Personally, I don’t like the pressure to create a great story in every class. There is the idea out there that the teacher has to walk into the classroom and create with her students a great story, as long as they have the skills. Too much pressure.
In that story model, everything, all the interest and energy, originates with the teacher, whom we can call Point A, and goes to the students, whom we can call Point B, whose actual contribution of cute answers to the story is, in fact, fairly minor.
Teaching from Point A to Point B. That lacks imagination. What else is going on in the classroom? What parts of kids, their talents and greatness, their accomplishments in real life or imagined life, have we not brought into the discussion? And why have we missed it? Can they function as “points A” in our classroom? Can we make it less about ourselves and more about the group?
Maybe we were too focused on teaching something concrete, something connected to a thematic unit or something. Maybe, instead, we can use our intuition when we talk to them in L2, not limiting our discussion to factual things but rather tying it to things that might just be there in the room, pinned down and thus ignored (the French verb “ignorer” means to “not know”) under the weight of the thematic unit vocabulary and other concerns tied to our curriculum, esp. the divisive backwards planning for a novel that the TPRS people do.

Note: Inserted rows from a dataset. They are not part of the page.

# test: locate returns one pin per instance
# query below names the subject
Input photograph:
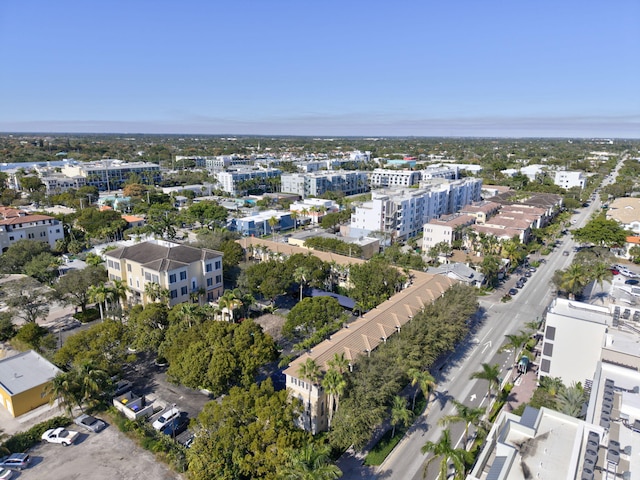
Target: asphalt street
(495, 320)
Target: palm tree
(425, 381)
(490, 373)
(310, 371)
(515, 342)
(444, 451)
(400, 413)
(468, 415)
(312, 462)
(334, 384)
(99, 295)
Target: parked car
(90, 423)
(5, 474)
(15, 461)
(176, 425)
(163, 419)
(60, 435)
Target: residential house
(187, 273)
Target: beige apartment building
(18, 225)
(189, 274)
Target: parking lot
(96, 456)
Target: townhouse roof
(374, 327)
(453, 220)
(625, 210)
(163, 257)
(25, 371)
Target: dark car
(15, 461)
(176, 425)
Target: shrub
(88, 315)
(22, 441)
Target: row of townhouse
(402, 213)
(18, 225)
(187, 273)
(591, 345)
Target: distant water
(28, 165)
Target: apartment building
(19, 225)
(111, 174)
(402, 213)
(445, 229)
(315, 184)
(188, 273)
(567, 179)
(359, 338)
(382, 177)
(229, 179)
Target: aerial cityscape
(296, 241)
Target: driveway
(98, 456)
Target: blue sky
(350, 67)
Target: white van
(166, 416)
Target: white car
(60, 435)
(167, 416)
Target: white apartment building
(567, 180)
(188, 273)
(111, 174)
(382, 177)
(315, 184)
(19, 225)
(402, 213)
(229, 179)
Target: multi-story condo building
(401, 214)
(19, 225)
(316, 183)
(382, 177)
(229, 179)
(188, 273)
(112, 174)
(569, 180)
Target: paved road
(496, 320)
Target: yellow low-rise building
(24, 379)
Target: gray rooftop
(163, 257)
(25, 371)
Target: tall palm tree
(334, 384)
(311, 462)
(515, 342)
(99, 295)
(425, 381)
(490, 373)
(310, 371)
(444, 451)
(468, 415)
(400, 414)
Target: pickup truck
(60, 435)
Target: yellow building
(23, 382)
(187, 273)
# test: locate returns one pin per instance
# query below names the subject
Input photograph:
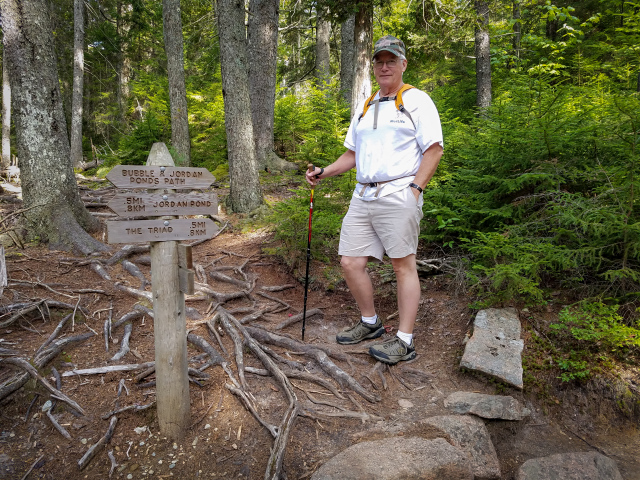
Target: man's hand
(311, 173)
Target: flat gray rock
(501, 407)
(495, 347)
(570, 466)
(398, 458)
(472, 437)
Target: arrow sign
(153, 176)
(136, 231)
(156, 204)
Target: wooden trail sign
(157, 204)
(136, 231)
(155, 176)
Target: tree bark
(245, 193)
(6, 116)
(363, 42)
(483, 56)
(347, 54)
(172, 27)
(54, 209)
(262, 39)
(323, 35)
(78, 83)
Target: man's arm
(344, 163)
(428, 166)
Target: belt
(377, 184)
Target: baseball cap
(391, 44)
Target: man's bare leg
(359, 283)
(408, 291)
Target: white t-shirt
(393, 151)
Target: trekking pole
(310, 168)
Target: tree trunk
(347, 54)
(363, 41)
(54, 210)
(172, 27)
(78, 83)
(263, 49)
(323, 35)
(124, 59)
(483, 56)
(245, 194)
(517, 30)
(6, 116)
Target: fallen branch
(24, 365)
(124, 345)
(95, 448)
(298, 318)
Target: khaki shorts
(389, 224)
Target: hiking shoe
(359, 332)
(393, 351)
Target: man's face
(388, 70)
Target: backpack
(399, 104)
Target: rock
(495, 347)
(486, 406)
(472, 437)
(397, 458)
(570, 466)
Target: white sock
(405, 337)
(370, 320)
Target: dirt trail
(225, 441)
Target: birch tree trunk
(172, 28)
(6, 116)
(78, 83)
(363, 48)
(323, 35)
(54, 211)
(245, 193)
(347, 54)
(262, 40)
(483, 56)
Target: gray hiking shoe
(393, 351)
(359, 332)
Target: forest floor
(224, 439)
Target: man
(395, 153)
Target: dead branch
(221, 277)
(135, 408)
(124, 345)
(96, 447)
(100, 270)
(274, 465)
(126, 252)
(58, 427)
(298, 318)
(277, 288)
(343, 378)
(24, 365)
(112, 368)
(135, 272)
(134, 292)
(55, 332)
(202, 344)
(237, 342)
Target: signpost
(171, 267)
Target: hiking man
(395, 143)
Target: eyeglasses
(390, 63)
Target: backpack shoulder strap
(400, 104)
(366, 104)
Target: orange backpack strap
(400, 105)
(366, 104)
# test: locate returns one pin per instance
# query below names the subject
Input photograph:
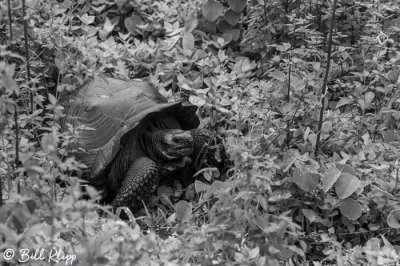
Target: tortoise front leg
(140, 182)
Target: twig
(325, 83)
(28, 69)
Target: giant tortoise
(131, 137)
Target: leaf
(306, 180)
(188, 43)
(183, 211)
(289, 158)
(52, 99)
(368, 97)
(344, 101)
(345, 168)
(232, 17)
(212, 10)
(196, 100)
(108, 26)
(329, 178)
(310, 215)
(237, 5)
(132, 23)
(350, 209)
(86, 19)
(191, 24)
(201, 187)
(393, 75)
(346, 185)
(393, 219)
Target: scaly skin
(143, 176)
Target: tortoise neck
(152, 130)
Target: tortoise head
(171, 144)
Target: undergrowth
(257, 71)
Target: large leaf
(188, 43)
(350, 209)
(345, 168)
(289, 158)
(212, 10)
(232, 17)
(346, 185)
(329, 178)
(183, 211)
(132, 23)
(306, 180)
(393, 219)
(237, 5)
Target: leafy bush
(257, 70)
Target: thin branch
(28, 69)
(325, 83)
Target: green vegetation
(308, 107)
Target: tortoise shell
(105, 109)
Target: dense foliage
(304, 188)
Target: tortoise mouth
(184, 151)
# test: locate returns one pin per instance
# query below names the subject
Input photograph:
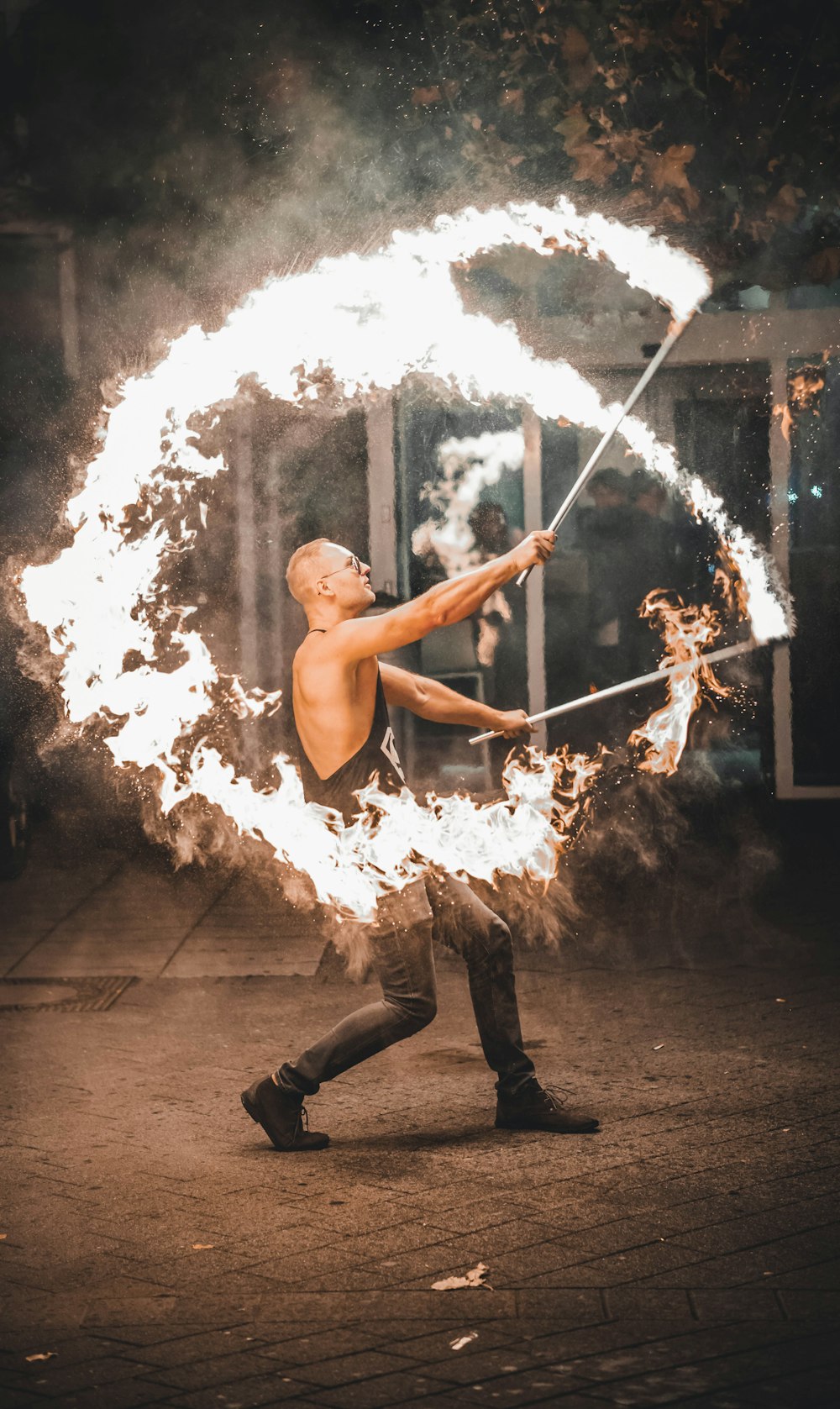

To think about what is possible, to try to move the L2 discussion into imaginary realms with everyone contributing equally, to paint with language in such a way that the kids say things like, “Hey, you are painting my picture there in class today!” or “Hey I love it when you talk about my drawing!”, or to create some whacky little scene completely unconnected to a story or anything else, simply because it is a fun thing to create, these are options to all of us in our CI worlds, as long as we can think in new terms.
This reflects my favorite quote from Soren Kierkegaard:
“If I were to wish for anything, I should not wish for wealth and power, but for the sense of the potential, for the eye which, ever young and ardent, sees the possible.”
This is the way I want to interact with my students in L2. This is how I want to teach. This is what it means to me to be a teacher.